A Comparative Study on the Accuracy and Efficacy Between Dalton and CINtec® PLUS p16/Ki-67 Dual Stain in Triaging HPV-Positive Women

Ying Li et al. Front Oncol. .
Free PMC article

Abstract

Background: CINtec® PLUS p16/Ki-67 dual-stained cytology (DS) is an alternative test to cytology in triaging human papillomavirus (HPV)-positive women. Dalton p16/Ki-67 Dual Stain kit employs the similar immunocytochemical detection and operating procedures with CINtec® PLUS, but its accuracy and efficacy in triaging HPV-positive women need to be evaluated.

Methods: A total of 717 HPV-positive specimens of cervical exfoliated cells were included. Cytology, Dalton, and CINtec® PLUS were subsequently performed, and two DS tests were separately completed in each of the same specimens. The results of two DS tests were head-to-head compared, and their efficacies to identify high-grade cervical intraepithelial neoplasia (CIN) were evaluated, using histopathology of biopsy as the golden standard.

Results: The overall positive rate of two DS tests were 28.31% for Dalton and 33.89% for CINtec® PLUS (p < 0.05); both rose with the increased severity of histopathological and cytological abnormalities. Compared to CINtec® PLUS, the positive rate of Dalton was significantly lower in the normal histopathology group (p < 0.05) and lower, but not significantly, in mild abnormal histopathology and cytology NILM and LSIL groups. Two DS tests showed a good consistency (Kappa value, 0.63; 95% CI, 0.557-0.688), with 100% of consistency in the cytology HSIL group. Inconsistency occurred mainly in the cytology NILM and LSIL groups, with more Dalton negative but CINtec® PLUS positive. Compared to CINtec® PLUS, Dalton showed similar sensitivity (94.59% vs. 91.89%), but significantly higher specificity (75.29% vs. 69.26%, p = 0.013) and accuracy (76.29% vs. 70.43%, p = 0.012), with a larger area under the curve (AUC) of 0.849 (95% CI, 0.800-0.899) for identifying CIN3+. The similar results were observed when identifying CIN2+.
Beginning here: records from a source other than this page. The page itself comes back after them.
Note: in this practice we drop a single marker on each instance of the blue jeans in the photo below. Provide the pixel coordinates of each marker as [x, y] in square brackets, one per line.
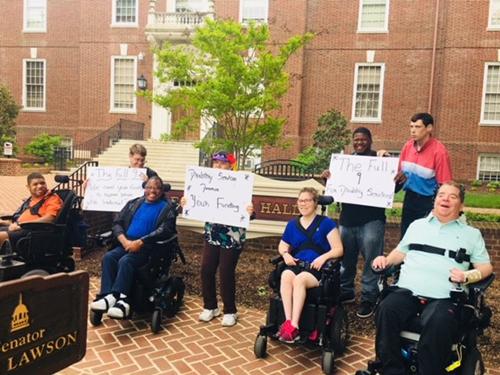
[369, 240]
[118, 269]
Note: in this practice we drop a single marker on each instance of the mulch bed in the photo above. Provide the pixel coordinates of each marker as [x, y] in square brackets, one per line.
[252, 291]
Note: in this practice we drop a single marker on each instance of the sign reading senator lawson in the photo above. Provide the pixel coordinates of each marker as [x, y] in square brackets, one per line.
[43, 323]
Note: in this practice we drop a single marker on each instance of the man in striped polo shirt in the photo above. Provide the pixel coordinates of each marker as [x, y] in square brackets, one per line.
[424, 165]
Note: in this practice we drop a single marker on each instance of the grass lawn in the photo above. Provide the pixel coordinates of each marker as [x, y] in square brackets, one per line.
[472, 199]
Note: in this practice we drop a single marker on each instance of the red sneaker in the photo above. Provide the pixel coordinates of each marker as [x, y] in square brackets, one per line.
[286, 324]
[290, 334]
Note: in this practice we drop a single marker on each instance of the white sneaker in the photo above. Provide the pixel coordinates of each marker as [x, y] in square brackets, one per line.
[121, 310]
[229, 320]
[103, 304]
[207, 315]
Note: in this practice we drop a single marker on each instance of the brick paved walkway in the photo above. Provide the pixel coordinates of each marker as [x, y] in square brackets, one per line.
[187, 346]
Conclusions: Dalton presents the lower false positive rate and better efficacy in identifying high-grade CIN than CINtec® PLUS, suggesting that Dalton may be superior to CINtec® PLUS and an alternative technique for triaging primary HPV-positive women in cervical cancer screening.

Keywords: cervical cancer; cervical cancer screening; cervical intraepithelial neoplasia; human papillomavirus; p16/Ki-67 dual stain.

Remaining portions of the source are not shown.